Chevalley Isabelle · Nationalrat · 2015-06-17
Chevalley Isabelle · Nationalrat · Waadt · Grünliberale Fraktion · 2015-06-17
Wortprotokoll
Cette révision est nécessaire, car nos autorités de poursuite pénale ont besoin d'un instrument de poursuite de la criminalité grave qui soit adéquat et adapté à l'évolution actuelle de la technique. Pour que la poursuite pénale des délits graves et très graves aboutisse, il est indispensable de disposer d'un outil de surveillance de la communication qui soit fonctionnel.
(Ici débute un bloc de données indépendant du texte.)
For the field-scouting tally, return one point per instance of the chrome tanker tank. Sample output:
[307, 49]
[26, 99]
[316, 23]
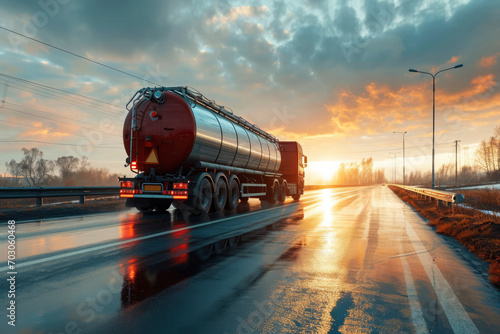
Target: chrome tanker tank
[175, 128]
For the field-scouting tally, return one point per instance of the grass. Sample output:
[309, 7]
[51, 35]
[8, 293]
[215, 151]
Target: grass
[484, 199]
[477, 231]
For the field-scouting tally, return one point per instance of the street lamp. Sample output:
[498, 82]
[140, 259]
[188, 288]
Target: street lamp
[434, 107]
[403, 133]
[394, 163]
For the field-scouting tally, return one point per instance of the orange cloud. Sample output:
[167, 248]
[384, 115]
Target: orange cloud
[487, 62]
[381, 109]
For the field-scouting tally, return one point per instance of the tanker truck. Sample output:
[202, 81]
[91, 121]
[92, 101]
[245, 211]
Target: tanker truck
[187, 149]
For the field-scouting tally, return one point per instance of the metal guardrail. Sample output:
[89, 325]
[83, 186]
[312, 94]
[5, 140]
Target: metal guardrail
[439, 195]
[40, 192]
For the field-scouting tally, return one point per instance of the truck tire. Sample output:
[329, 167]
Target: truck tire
[203, 197]
[283, 189]
[233, 194]
[220, 194]
[273, 195]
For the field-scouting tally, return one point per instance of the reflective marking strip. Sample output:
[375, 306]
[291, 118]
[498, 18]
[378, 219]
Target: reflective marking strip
[119, 243]
[458, 318]
[416, 309]
[152, 196]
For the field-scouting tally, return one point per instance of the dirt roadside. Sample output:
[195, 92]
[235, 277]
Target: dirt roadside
[477, 231]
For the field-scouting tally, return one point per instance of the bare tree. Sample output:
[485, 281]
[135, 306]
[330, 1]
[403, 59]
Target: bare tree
[487, 156]
[67, 166]
[33, 167]
[13, 168]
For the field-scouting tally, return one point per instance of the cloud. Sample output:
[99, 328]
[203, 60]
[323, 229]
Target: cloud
[238, 12]
[488, 62]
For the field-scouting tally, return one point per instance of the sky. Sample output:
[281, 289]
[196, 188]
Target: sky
[332, 75]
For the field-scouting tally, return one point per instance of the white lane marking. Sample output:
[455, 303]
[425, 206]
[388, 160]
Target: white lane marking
[458, 318]
[119, 243]
[417, 315]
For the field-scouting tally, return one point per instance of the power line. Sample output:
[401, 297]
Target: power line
[50, 113]
[54, 120]
[87, 105]
[79, 56]
[34, 127]
[395, 149]
[51, 143]
[59, 90]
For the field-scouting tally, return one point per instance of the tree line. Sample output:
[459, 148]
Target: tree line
[34, 170]
[362, 173]
[486, 167]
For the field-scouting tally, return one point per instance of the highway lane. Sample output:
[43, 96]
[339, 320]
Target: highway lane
[340, 260]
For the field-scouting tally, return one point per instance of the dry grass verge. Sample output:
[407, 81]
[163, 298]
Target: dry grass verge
[477, 231]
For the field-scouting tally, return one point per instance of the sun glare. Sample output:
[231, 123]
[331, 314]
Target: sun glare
[322, 172]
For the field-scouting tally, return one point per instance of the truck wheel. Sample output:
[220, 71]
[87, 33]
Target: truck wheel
[220, 195]
[273, 196]
[233, 195]
[283, 190]
[144, 209]
[165, 204]
[203, 198]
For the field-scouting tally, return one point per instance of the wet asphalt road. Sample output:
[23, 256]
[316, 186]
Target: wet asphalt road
[348, 260]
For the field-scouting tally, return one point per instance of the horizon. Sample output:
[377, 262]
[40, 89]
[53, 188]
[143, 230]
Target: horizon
[331, 76]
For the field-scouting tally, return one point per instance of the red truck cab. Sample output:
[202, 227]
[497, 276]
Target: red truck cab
[292, 168]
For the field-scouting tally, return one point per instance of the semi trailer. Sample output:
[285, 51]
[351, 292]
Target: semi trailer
[185, 148]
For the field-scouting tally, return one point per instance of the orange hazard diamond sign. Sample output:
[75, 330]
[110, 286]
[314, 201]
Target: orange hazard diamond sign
[152, 158]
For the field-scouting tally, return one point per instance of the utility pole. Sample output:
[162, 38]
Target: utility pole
[403, 133]
[434, 107]
[456, 162]
[4, 93]
[394, 166]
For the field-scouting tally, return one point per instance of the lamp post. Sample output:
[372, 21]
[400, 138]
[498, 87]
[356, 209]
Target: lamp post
[403, 133]
[394, 155]
[434, 107]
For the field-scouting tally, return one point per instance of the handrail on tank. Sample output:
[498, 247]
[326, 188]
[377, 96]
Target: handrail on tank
[191, 95]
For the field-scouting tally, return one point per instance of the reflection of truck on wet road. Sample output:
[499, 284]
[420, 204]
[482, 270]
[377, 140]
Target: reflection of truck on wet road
[186, 148]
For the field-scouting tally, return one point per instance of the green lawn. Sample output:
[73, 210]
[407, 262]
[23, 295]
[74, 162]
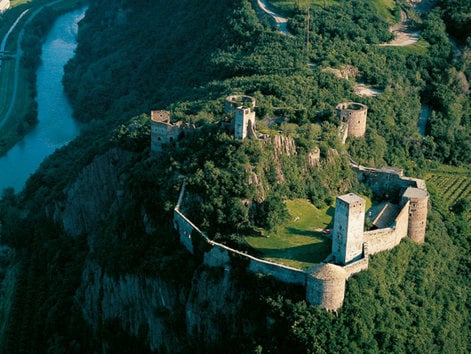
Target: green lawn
[300, 242]
[384, 8]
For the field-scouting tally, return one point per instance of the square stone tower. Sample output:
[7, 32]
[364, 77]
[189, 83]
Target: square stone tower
[347, 235]
[244, 122]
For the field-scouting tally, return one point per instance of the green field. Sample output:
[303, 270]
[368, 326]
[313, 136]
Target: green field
[299, 243]
[449, 184]
[384, 8]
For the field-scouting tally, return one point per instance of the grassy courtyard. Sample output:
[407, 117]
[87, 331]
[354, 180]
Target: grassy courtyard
[299, 243]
Concernant les Govware, le principe de proportionnalité sera appliqué, car il ne pourra être utilisé que si les autres moyens de surveillance moins invasifs ont échoué.
Mais ce n'est pas pour autant que les autorités compétentes pourront écouter les conversations de n'importe qui sans raison. Les chiffres de 2013 montrent bien qu'il ne faut pas retomber dans la psychose des fiches. En ce qui concerne la [PAGE 1143] surveillance postale des criminels, il y a eu 65 mesures; pour les surveillances sur le réseau fixe de téléphonie fixe, il y en a eu 446; pour la téléphonie mobile, 9950; et pour la surveillance par Internet seulement 56 cas. Ces chiffres sont à relativiser par rapport aux millions de personnes qui utilisent ces moyens de communication en Suisse chaque année. De plus, les autorités de poursuite pénale ont ordonné 10 860 surveillances sur un total de 750 371 infractions. Elles ont donc estimé qu'une mesure de surveillance n'était nécessaire que dans 1,4 pour cent des infractions. Il faut aussi tenir compte du fait qu'une infraction donne souvent lieu à plusieurs mesures de surveillance, par exemple parce qu'il faut surveiller à la fois le téléphone mobile et le raccordement fixe d'un trafiquant de drogue présumé. Seuls environ 5 pour cent des surveillances n'aboutissent à aucun résultat et cela principalement parce que le raccordement surveillé n'est plus utilisé. Donc 95 pour cent des surveillances apportent des éléments à l'enquête.
Ne pas entrer en matière reviendrait à priver nos autorités d'outils nécessaires à l'accomplissement de leur tâche de sécurité dans notre pays. Selon la Conférence des procureurs de Suisse, dont notre commission a entendu les représentants, le trafic de drogue organisé ne peut presque plus être déjoué sans surveillance. Nous ne pouvons pas d'un côté reprocher à la police de ne pas résoudre des affaires de drogues, de pédophilie, de brigandage, de meurtre et autres, et de l'autre ne pas leur donner les outils pour le faire. Car, aujourd'hui, les personnes qui se font surveiller ont un coup technologique d'avance sur nos autorités.
Concernant la proposition de renvoi: celle-ci n'est pas nécessaire, car les critiques faites par les auteurs sont déjà présentées dans les différentes propositions soumises au conseil. De plus, la proposition de renvoi prévoit de limiter l'utilisation des Govware, ce qui réduirait drastiquement la possibilité de surveiller les trafiquants de drogue ou les réseaux du crime organisé par exemple. Ce n'est pas acceptable.
La majorité du groupe vert'libéral entrera en matière sur ce projet.